Continuing my dialogue with myself, ...

> The problem seems to be that redirection with rdr does not
> work in true transparent bridge mode, when the target of the
> rdr is on the localhost interface of the bridge.  Although
> reading all the docs (I've got through a pile of printouts
> about an inch thick) generally gives the impression that
> this ought to work, no-where does it ever say so explicitly.
>
> All the examples I have found anywhere of redirection have
> either been for machines configured with IP addresses on
> the interfaces and running single-IP NAT, or they have been
> redirecting to IP addresses on the internal interface network.

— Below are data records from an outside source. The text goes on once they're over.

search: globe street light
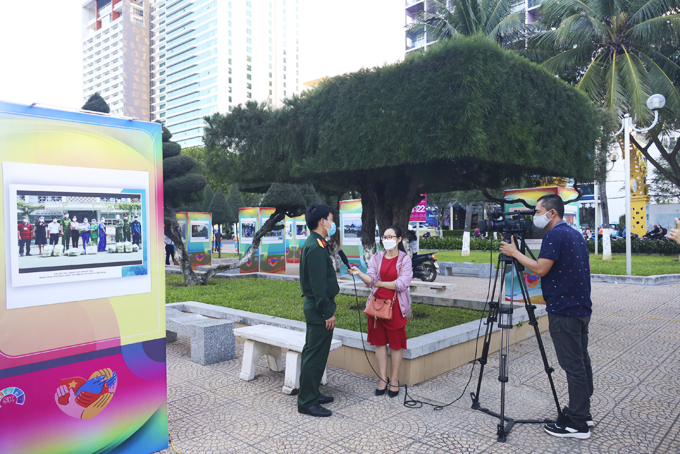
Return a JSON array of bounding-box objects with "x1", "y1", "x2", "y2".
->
[{"x1": 614, "y1": 94, "x2": 666, "y2": 276}]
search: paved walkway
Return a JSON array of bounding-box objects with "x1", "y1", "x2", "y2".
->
[{"x1": 155, "y1": 277, "x2": 680, "y2": 454}]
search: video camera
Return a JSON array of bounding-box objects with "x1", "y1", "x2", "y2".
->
[{"x1": 479, "y1": 208, "x2": 536, "y2": 238}]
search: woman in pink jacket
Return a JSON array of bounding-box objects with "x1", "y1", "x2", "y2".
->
[{"x1": 350, "y1": 226, "x2": 413, "y2": 397}]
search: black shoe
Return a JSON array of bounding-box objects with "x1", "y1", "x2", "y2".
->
[
  {"x1": 543, "y1": 423, "x2": 590, "y2": 440},
  {"x1": 317, "y1": 394, "x2": 335, "y2": 405},
  {"x1": 298, "y1": 404, "x2": 333, "y2": 418}
]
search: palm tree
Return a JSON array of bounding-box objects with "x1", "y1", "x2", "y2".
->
[
  {"x1": 408, "y1": 0, "x2": 524, "y2": 46},
  {"x1": 529, "y1": 0, "x2": 680, "y2": 120}
]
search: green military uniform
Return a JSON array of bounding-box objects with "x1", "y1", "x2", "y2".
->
[
  {"x1": 298, "y1": 232, "x2": 340, "y2": 410},
  {"x1": 59, "y1": 217, "x2": 71, "y2": 250},
  {"x1": 123, "y1": 219, "x2": 132, "y2": 241},
  {"x1": 90, "y1": 220, "x2": 99, "y2": 243},
  {"x1": 114, "y1": 219, "x2": 123, "y2": 243}
]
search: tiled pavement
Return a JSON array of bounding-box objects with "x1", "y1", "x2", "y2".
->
[{"x1": 157, "y1": 278, "x2": 680, "y2": 454}]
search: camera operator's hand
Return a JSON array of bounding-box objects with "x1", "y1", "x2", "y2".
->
[{"x1": 500, "y1": 236, "x2": 519, "y2": 257}]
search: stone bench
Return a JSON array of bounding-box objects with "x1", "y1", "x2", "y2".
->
[
  {"x1": 234, "y1": 325, "x2": 342, "y2": 394},
  {"x1": 410, "y1": 282, "x2": 453, "y2": 295},
  {"x1": 165, "y1": 307, "x2": 236, "y2": 366}
]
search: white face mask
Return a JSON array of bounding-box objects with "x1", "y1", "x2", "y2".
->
[
  {"x1": 383, "y1": 239, "x2": 397, "y2": 251},
  {"x1": 534, "y1": 213, "x2": 552, "y2": 229}
]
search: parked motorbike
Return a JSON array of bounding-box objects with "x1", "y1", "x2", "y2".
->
[{"x1": 411, "y1": 254, "x2": 439, "y2": 282}]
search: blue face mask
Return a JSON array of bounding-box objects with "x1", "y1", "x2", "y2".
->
[{"x1": 328, "y1": 222, "x2": 338, "y2": 237}]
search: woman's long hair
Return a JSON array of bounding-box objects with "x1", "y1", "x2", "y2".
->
[{"x1": 383, "y1": 225, "x2": 406, "y2": 253}]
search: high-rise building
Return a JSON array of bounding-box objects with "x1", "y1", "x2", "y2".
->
[
  {"x1": 151, "y1": 0, "x2": 302, "y2": 147},
  {"x1": 82, "y1": 0, "x2": 151, "y2": 121},
  {"x1": 404, "y1": 0, "x2": 541, "y2": 54}
]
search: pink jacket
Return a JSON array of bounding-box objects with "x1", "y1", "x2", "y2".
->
[{"x1": 366, "y1": 251, "x2": 413, "y2": 317}]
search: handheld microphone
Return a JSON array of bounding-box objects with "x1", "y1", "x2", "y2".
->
[{"x1": 338, "y1": 249, "x2": 351, "y2": 270}]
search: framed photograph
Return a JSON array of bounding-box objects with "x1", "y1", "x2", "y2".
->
[
  {"x1": 239, "y1": 218, "x2": 257, "y2": 244},
  {"x1": 2, "y1": 162, "x2": 151, "y2": 309}
]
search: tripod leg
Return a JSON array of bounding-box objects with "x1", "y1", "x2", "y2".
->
[
  {"x1": 470, "y1": 257, "x2": 503, "y2": 410},
  {"x1": 517, "y1": 262, "x2": 562, "y2": 422}
]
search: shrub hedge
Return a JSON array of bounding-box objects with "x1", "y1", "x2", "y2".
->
[
  {"x1": 584, "y1": 238, "x2": 680, "y2": 255},
  {"x1": 420, "y1": 237, "x2": 501, "y2": 251}
]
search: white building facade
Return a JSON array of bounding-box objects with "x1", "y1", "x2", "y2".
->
[
  {"x1": 82, "y1": 0, "x2": 150, "y2": 121},
  {"x1": 151, "y1": 0, "x2": 302, "y2": 147}
]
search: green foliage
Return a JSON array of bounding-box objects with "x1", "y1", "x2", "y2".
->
[
  {"x1": 226, "y1": 184, "x2": 245, "y2": 224},
  {"x1": 260, "y1": 183, "x2": 307, "y2": 217},
  {"x1": 408, "y1": 0, "x2": 525, "y2": 46},
  {"x1": 420, "y1": 236, "x2": 501, "y2": 251},
  {"x1": 82, "y1": 93, "x2": 111, "y2": 113},
  {"x1": 529, "y1": 0, "x2": 680, "y2": 120},
  {"x1": 298, "y1": 184, "x2": 321, "y2": 206},
  {"x1": 163, "y1": 142, "x2": 182, "y2": 159},
  {"x1": 165, "y1": 276, "x2": 481, "y2": 338},
  {"x1": 205, "y1": 36, "x2": 597, "y2": 192},
  {"x1": 588, "y1": 238, "x2": 680, "y2": 255},
  {"x1": 201, "y1": 185, "x2": 215, "y2": 212},
  {"x1": 208, "y1": 188, "x2": 232, "y2": 224}
]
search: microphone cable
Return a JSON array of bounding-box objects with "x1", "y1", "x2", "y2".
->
[{"x1": 347, "y1": 245, "x2": 493, "y2": 410}]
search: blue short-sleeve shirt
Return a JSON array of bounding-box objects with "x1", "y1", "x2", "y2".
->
[{"x1": 538, "y1": 221, "x2": 593, "y2": 317}]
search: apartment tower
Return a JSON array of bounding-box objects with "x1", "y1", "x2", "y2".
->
[{"x1": 151, "y1": 0, "x2": 302, "y2": 147}]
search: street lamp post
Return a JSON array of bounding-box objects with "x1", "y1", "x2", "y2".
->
[{"x1": 614, "y1": 94, "x2": 666, "y2": 276}]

I found this in the transparent squid doc on benzedrine:

  "Troubleshooting

  Make sure processes running on the firewall can connect to local clients and
  external servers. Try ping and telnet to internal and external hosts. Note
  that when running a bridge(4), the internal and external interface both need
  an IP address, otherwise the firewall's userland (where squid is running) is
  isolated from both networks. You can block unwanted connections to the
  firewall itself using pf."

I think I may be getting to the bottom of a misunderstanding.  I was under
the impression that a transparent bridge *could not* have IP addresses on
its bridge interfaces.  This seems to be saying that it is allowed, and
indeed necessary if any traffic internal to the machine is ever going to
be routed to anything on either side of the bridge interfaces.

(This would explain why pf.conf files that apparently work elsewhere didn't
work for me - the binding of the IP address isn't visible in the pf.conf
file ...)

If this is the case it might explain why I have not been able to
redirect traffic to 127.0.0.1 on the bridge machine itself (the traffic
going out $int_if but addressed to 127.0.0.1, which is clearly wrong)

So... what are the consequences of putting IP addresses on the bridge
interfaces?  Are there any unexpected surprised waiting for me?